You can use up to four characters in one script.
Step 6 — Choose your script tone and use it
The wizard generates three complete dialogue scripts in parallel:
Soft Sell — The characters discuss the product like a genuine recommendation. No hard pitch. The product comes up naturally, the benefits are woven into the conversation, and the CTA feels like a suggestion from a friend. Works best for trust-heavy products, higher-ticket items, or audiences that are skeptical of advertising.
Hard Sell — Direct, urgent, and built around a clear call to action. The characters establish a problem fast, show the product as the solution, and push the viewer to act now. Works best for limited offers, lower-ticket e-commerce products, and audiences that are already in buying mode.
Story-Driven — One character has a problem, discovers the product, and their situation changes. The product reveal lands like a plot twist inside a mini-story, not like an ad break. This format performs best for affiliate content and any product that solves a specific, relatable pain point.
Preview each script, pick the one that fits your goal, and click Use this script. The wizard drops you straight into the editor with the script pre-loaded as scenes.
Step 7 — Finish in the editor
Inside the editor, you can:
- adjust any dialogue line before rendering
- change the background video (Minecraft parkour, Subway Surfers, anime clips, or upload your own)
- adjust caption style and position
- add background music at the volume level you prefer
- set playback speed if you want a faster-paced final cut
When the video looks right, click Render. The render finishes in a few minutes and gives you a downloadable MP4 in 9:16 format, ready to upload to TikTok, Instagram Reels, or YouTube Shorts.

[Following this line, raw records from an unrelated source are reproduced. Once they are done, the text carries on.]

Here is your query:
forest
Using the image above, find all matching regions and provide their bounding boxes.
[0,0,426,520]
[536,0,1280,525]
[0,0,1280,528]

What to do with the video after rendering
The most common mistake with promotional short content is treating each video as a one-off. The format compounds when you treat it as a system.
Post it natively. Download the MP4 and upload it directly to each platform. Do not cross-post from TikTok to Instagram — the watermark hurts reach on both. Upload the same file to each platform separately.
Test angles across multiple posts. The wizard gives you ten angles per product. Use that. A Soft Sell version of the problem-awareness angle and a Hard Sell version of the comparison angle targeting the same product will tell you more in two posts than you could figure out from one.
Watch completion rate, not just views. A promotional video that 10,000 people watch for three seconds did nothing. A promotional video that 2,000 people watch to the end built real intent. Optimize for the second number.
Add a link in your bio or profile. The video is the hook. The conversion happens off-platform. Make sure the destination is set up before the video goes live.
The format that earns attention
Product promotion only works when the audience does not feel like they are being sold to. That is not a trick — it is a structural shift in how the content is framed.
Animated character videos earn the watch. The characters are the hook. The dialogue keeps attention. The product is the payoff.
Once you run that loop a few times for the same product, you will have data on which angle converts, which tone resonates, and which character pairing holds attention the longest. That is when promotion stops feeling like guessing and starts feeling like a repeatable system.
Start with one product URL, pick the angle that feels most honest, and post the video. The rest follows from there.